"İçtihat Metni"
MAHKEMESİ : İstanbul Bölge Adliye Mahkemesi 19. Hukuk Dairesi
SAYISI : 2021/2663 Esas, 2023/1186 Karar
İLK DERECE MAHKEMESİ : İstanbul Anadolu 7. Asliye Hukuk Mahkemesi
SAYISI : 2015/290 E., 2018/229 K.
Taraflar arasındaki muarazanın meni davasından dolayı yapılan yargılama sonunda İlk Derece Mahkemesince davanın kısmen kabulüne karar verilmiştir.
Kararın taraf vekillerince istinaf edilmesi üzerine, Bölge Adliye Mahkemesince başvuruların kısmen kabulüne, ilk derece mahkemesi kararı kaldırılarak yeniden hüküm kurulmak suretiyle davanın kısmen kabulüne karar verilmiştir.
Bölge Adliye Mahkemesi kararı taraf vekillerince temyiz edilmekle; kesinlik, süre, temyiz şartı ve diğer usul eksiklikleri yönünden yapılan ön inceleme sonucunda, temyiz dilekçelerinin kabulüne karar verildikten ve Tetkik Hâkimi tarafından hazırlanan rapor dinlendikten sonra dosyadaki belgeler incelenip gereği düşünüldü:
I. DAVA
Davacı vekili; müvekkilinin eczacı olduğunu, davalı Kurumun müvekkilinin "reçete girip -silme" işlemini gerçekleştirmek suretiyle muayene katılım ücretinin ödenmesinin ötelenmesini sağlayarak sözleşmenin 01.11.2013 tarihinde yürürlüğe giren (5.3.15.) maddesini ihlal ettiği gerekçesiyle ceza uyguladığını, bu işlem nedeniyle Kurumun zarara uğramadığını, katılım payı ücretinin hak sahibi tarafından bir sonraki reçete içeriğinin alınması sırasında ödendiğini, hastaların eczaneye geldikten sonra ilaçları almaktan vazgeçmesi sebebiyle reçetelerin sistemden silindiğini, sözleşmeye aykırı fiilinin olmadığını ileri sürerek; 30.590,78 TL para cezasının iptali ile muarazanın giderilmesine, el konulacağı bildirilmiş olan 14.903,39 TL ilaç bedelinin el koyma tarihinden itibaren yasal faiziyle birlikte davalıdan tahsiline karar verilmesini talep etmiştir.
II. CEVAP
Davalı vekili; Kurum denetim birimlerince düzenlenen raporlarla davacının sahibi olduğu Yıldırım Eczanesinin reçete girip silme işlemi gerçekleştirerek muayene ücretlerinin ödenmesine sebep olduğunu, bu eylemin sözleşme hükümlerine aykırılık teşkil etmesi sebebiyle uygulanan Kurum işleminin hukuka uygun olduğunu belirterek, davanın reddini savunmuştur.

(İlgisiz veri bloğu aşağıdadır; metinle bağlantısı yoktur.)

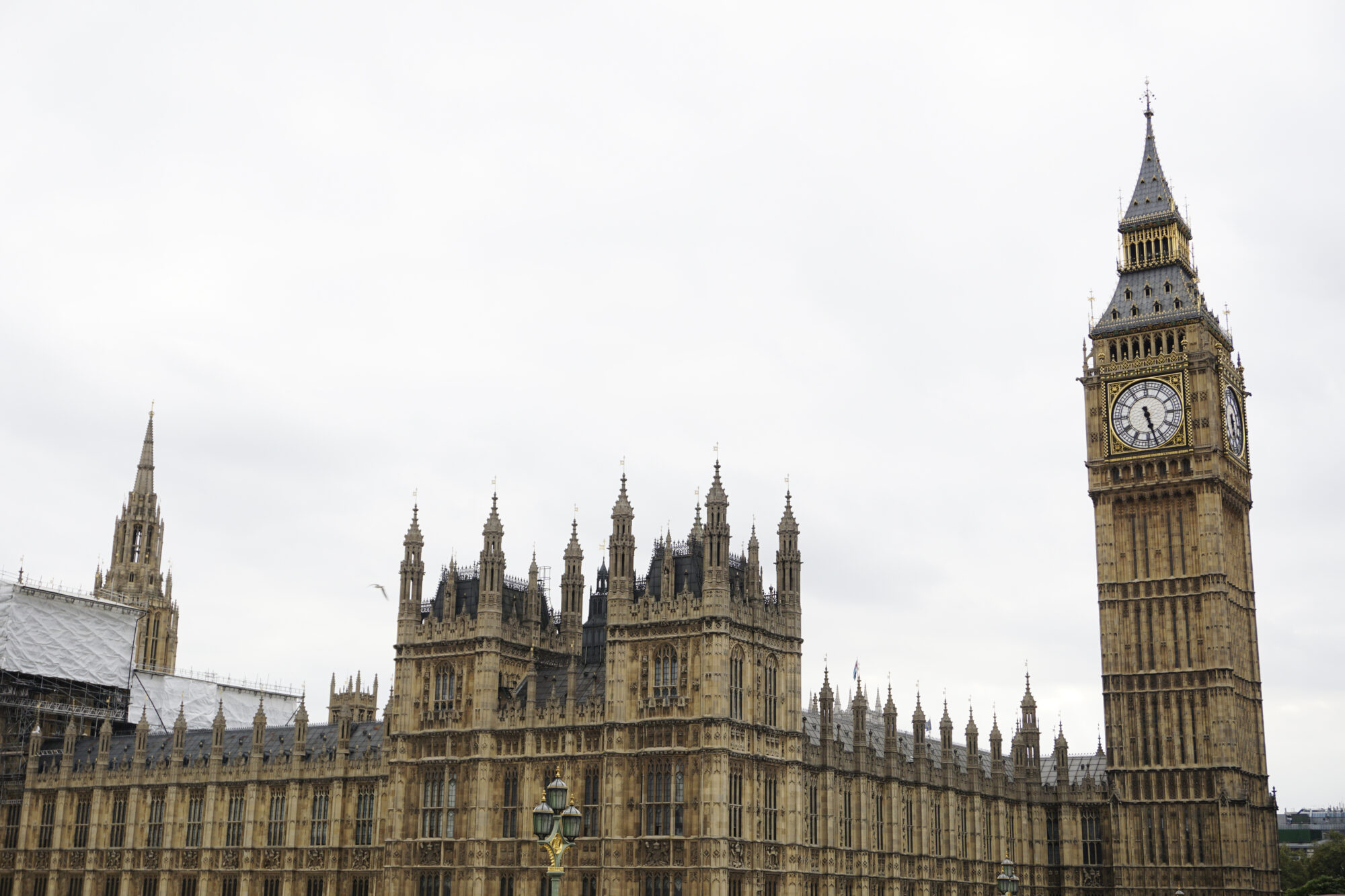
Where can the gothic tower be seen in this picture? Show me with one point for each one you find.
(134, 575)
(1171, 482)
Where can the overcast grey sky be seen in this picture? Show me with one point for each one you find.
(356, 251)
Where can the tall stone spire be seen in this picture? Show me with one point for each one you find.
(622, 546)
(146, 470)
(787, 559)
(572, 588)
(716, 556)
(493, 563)
(134, 572)
(412, 569)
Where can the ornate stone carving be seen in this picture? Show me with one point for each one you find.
(656, 853)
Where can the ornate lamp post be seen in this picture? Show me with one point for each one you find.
(556, 826)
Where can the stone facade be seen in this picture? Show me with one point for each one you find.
(676, 713)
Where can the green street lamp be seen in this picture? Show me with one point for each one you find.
(556, 826)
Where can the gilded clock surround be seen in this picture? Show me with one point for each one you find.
(1117, 447)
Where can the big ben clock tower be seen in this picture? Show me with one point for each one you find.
(1169, 474)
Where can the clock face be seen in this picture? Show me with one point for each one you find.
(1147, 415)
(1234, 420)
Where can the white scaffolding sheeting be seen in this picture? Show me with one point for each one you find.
(48, 633)
(162, 696)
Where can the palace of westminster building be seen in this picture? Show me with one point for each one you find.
(673, 705)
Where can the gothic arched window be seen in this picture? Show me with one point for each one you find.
(664, 798)
(771, 690)
(665, 671)
(445, 688)
(736, 684)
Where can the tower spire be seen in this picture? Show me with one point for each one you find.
(146, 469)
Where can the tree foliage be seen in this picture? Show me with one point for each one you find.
(1323, 872)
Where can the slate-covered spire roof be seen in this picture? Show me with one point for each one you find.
(1153, 198)
(1160, 288)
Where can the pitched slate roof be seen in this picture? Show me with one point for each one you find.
(365, 739)
(1153, 198)
(1081, 767)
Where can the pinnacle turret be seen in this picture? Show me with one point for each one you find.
(1159, 282)
(146, 470)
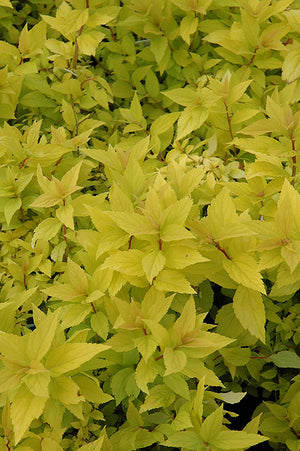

III. İLK DERECE MAHKEMESİ KARARI
İlk Derece Mahkemesinin yukarıda tarih ve sayısı belirtilen kararıyla davanın kısmen kabulüne, 11.02.2014 tarihli ve 2346841 sayılı davalı Kurumca uygulanan 30.590,78 TL cezanın iptaline, 14.903,39 TL ilaç bedeli iadesi talebinin reddine karar verilmiştir.
IV. İSTİNAF
A. İstinaf Yoluna Başvuranlar
İlk Derece Mahkemesinin yukarıda belirtilen kararına karşı süresi içinde taraf vekillerince istinaf başvurusunda bulunmuştur.
B. İstinaf Sebepleri
1.Davacı vekili; Mahkemece ilaç bedeli iadesi talebinin reddi yönündeki kararın hukuka aykırı olduğunu, davalı Kurumun 2012 yılı Protokolünün (5.3.15.) maddesinin ihlal edildiğini iddia ederek hukuka aykırı olarak cezai işlem uyguladığı, katılım payının tahsil etmemek gibi bir olayın mevcut olmadığını, Protokolde yer alamayan bir kavram sebebiyle davacı aleyhine cezai şart yüklenmesinin TMK'nın 2. maddesi gereğince yerinde olmadığını, davacının haksız menfaat sağlamadığını, kararın ilaç bedeli iadesine ilişkin kısmının kaldırılarak davanın kabulüne karar verilmesini talep ederek kararı istinaf etmiştir.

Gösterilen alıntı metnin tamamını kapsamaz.